Local microtubule and F-actin distributions fully determine the spatial geometry ofDrosophilasensory dendritic arbors

Abstract Dendritic morphology underlies the source and processing of neuronal signal inputs. Morphology can be broadly described by two types of geometric characteristics. The first is dendrogram topology, defined by the length and frequency of the arbor branches; the second is spatial embedding, mainly determined by branch angles and tortuosity. We have previously demonstrated that microtubules and actin filaments are associated with arbor elongation and branching, fully constraining dendrogram topology. Here we relate the local distribution of these two primary cytoskeletal components with dendritic spatial embedding. We first reconstruct and analyze 167 sensory neurons from the Drosophila larva encompassing multiple cell classes and genotypes.
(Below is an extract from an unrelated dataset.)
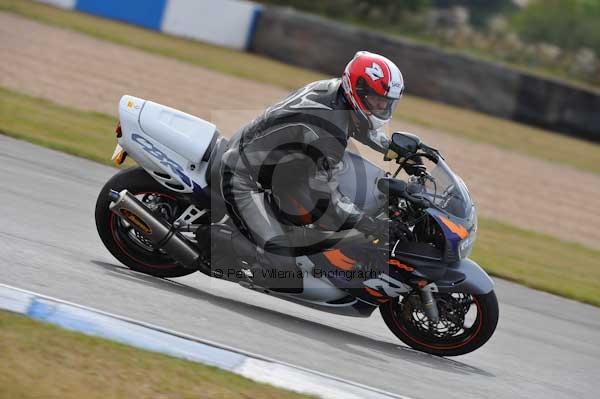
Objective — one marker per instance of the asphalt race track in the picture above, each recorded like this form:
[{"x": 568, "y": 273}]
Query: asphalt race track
[{"x": 545, "y": 346}]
We observe that branches with higher microtubule concentration are overall straighter and tend to deviate less from the direction of their parent branch. F-actin displays a similar effect on the angular deviation from the parent branch direction, but its influence on branch tortuosity varies by class and genotype. We then create a computational model of dendritic morphology purely constrained by the cytoskeletal composition imaged from real neurons. The model quantitatively captures both spatial embedding and dendrogram topology across all tested neuron groups. These results suggest a common developmental mechanism regulating diverse morphologies, where the local cytoskeletal distribution can fully specify the overall emergent geometry of dendritic arbors.